In medicine, the flow properties of the blood ( hemorheology ) play a very important role for microcirculation and thus for the supply of all organs with nutrients and oxygen. In particular, the blood flow in the smallest of vessels, the capillaries with a diameter of 4 to 10 µm, is decisively influenced by the rheological properties of the blood. These are mainly determined by the deformability and tendency to aggregate ( roll formation ) of the erythrocytes (mean diameter 7.6 µm), the platelet aggregation , the temperature, the hematocrit and the viscosity of the blood plasma .

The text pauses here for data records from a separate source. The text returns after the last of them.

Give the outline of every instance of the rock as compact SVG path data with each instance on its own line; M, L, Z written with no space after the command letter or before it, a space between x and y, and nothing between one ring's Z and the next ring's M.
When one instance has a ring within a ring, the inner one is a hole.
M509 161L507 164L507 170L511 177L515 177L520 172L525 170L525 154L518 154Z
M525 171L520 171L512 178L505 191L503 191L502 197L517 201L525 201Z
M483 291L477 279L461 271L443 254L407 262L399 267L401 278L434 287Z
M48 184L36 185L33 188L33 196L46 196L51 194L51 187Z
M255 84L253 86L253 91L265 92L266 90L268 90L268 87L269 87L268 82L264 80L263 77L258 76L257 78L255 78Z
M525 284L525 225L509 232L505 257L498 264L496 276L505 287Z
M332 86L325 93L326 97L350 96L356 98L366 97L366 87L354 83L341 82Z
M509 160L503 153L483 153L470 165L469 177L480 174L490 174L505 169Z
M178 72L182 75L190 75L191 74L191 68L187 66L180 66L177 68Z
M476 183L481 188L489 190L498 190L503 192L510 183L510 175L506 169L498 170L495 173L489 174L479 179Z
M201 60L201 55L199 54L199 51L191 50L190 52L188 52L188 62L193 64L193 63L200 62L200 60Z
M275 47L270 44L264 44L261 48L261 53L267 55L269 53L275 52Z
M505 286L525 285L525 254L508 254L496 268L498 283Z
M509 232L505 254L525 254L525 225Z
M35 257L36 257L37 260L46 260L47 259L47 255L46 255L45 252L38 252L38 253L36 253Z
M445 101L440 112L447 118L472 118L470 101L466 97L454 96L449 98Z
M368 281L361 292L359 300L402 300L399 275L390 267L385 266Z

As part of the therapy of various circulatory disorders (and alleged circulatory disorders), an improvement in hemorheology is often sought in order to improve microcirculation. These include u. a. the hemodilution and administration of antiplatelet agents in stroke , wherein the AVK and when sudden deafness . However, only the positive effect of platelet aggregation inhibitors in stroke and AVK has been well documented; this can be entirely independent of the rheological effects. However, there is insufficient scientific evidence for the effect on acute hearing loss and other inner ear dysfunction. A rather rare name for drugs that stimulate blood circulation is rheologic (singular: rheologic ).

Printing technology

The rheology of printing inks plays an important role in printing technology. The physical parameters viscosity and flow limit as well as the device size ("tack") largely determine the behavior of the printing ink in the printing machine (ink splitting ), the transfer to the printing material and the quality of the printed product.

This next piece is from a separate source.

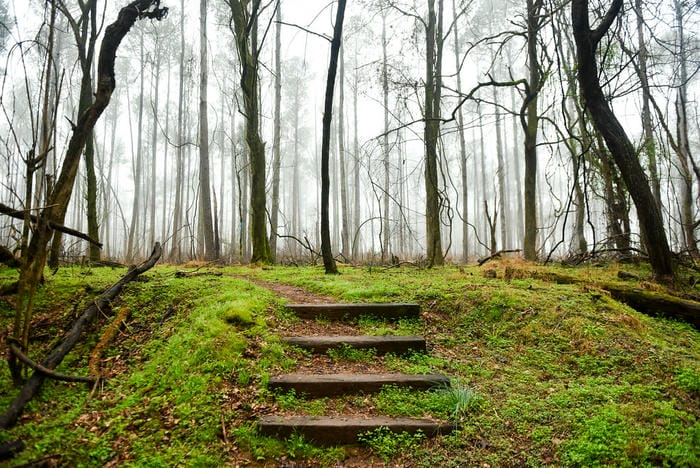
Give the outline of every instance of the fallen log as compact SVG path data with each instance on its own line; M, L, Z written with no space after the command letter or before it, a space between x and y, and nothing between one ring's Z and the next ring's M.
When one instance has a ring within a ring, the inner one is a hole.
M520 252L520 251L521 251L520 249L499 250L498 252L496 252L496 253L493 254L493 255L488 255L488 256L486 256L486 257L484 257L484 258L480 258L480 259L477 261L477 265L482 266L484 263L486 263L486 262L488 262L488 261L490 261L490 260L494 260L494 259L496 259L496 258L501 258L501 257L503 256L503 254L507 254L507 253L518 253L518 252Z
M685 320L700 329L700 302L617 284L603 284L600 287L608 291L616 301L624 302L639 312L654 317Z
M153 247L151 256L138 266L131 268L119 281L114 283L109 289L103 292L87 309L73 322L73 326L66 333L57 346L49 353L48 357L41 363L47 369L55 369L63 358L70 352L80 338L83 329L98 315L99 312L109 308L110 302L121 293L125 284L134 280L137 276L148 271L156 264L163 250L160 243ZM0 428L12 427L24 410L24 406L39 392L44 382L44 375L34 372L29 380L24 384L19 395L10 403L4 415L0 416Z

Printing inks are thixotropic because they are colloidal systems, i.e. dispersions . The thixotropy is generally undesirable in printing inks.

See also

literature

  • Thomas Mezger: The Rheology Handbook. for users of rotation and oscillation rheometers . 2., revised. Edition. Vincentz Network, Hannover 2006, ISBN 978-3-87870-175-0 . Lothar Gehm: RHEOLOGY - Practice-oriented basics and glossary. VINCENZ 1998, ISBN 3-87870-449-6 .
  • Alexander Ya. Malkin, Avraam I. Isayev: Rheology - concepts, methods and applications. ChemTech Publ., Toronto 2005, ISBN 1-895198-33-X .
  • Robert G. Owens, TN Phillips: Computational rheology. Imperial College Press, London 2002, ISBN 1-86094-186-9 .
  • Roger I. Tanner: Engineering rheology. Oxford Univ. Press, Oxford 2000, ISBN 0-19-856473-2 .

Web links

Scientific journals:

Individual evidence

  1. a b c Hanswalter Giesekus: Phenomenological Rheology. An introduction . Springer, Berlin / Heidelberg / New York 1994, ISBN 3-642-57953-1 , chap. 1, p. 1–4 , doi : 10.1007 / 978-3-642-57953-0 ( limited preview in Google book search).
  2. a b c d Deepak Doraiswamy: The Origins of Rheology: A Short Historical Excursion . In: The Society of Rheology (Ed.): Rheology Bulletin . tape 71 , no. January 2 , 2002 (English, rheology.org [PDF]).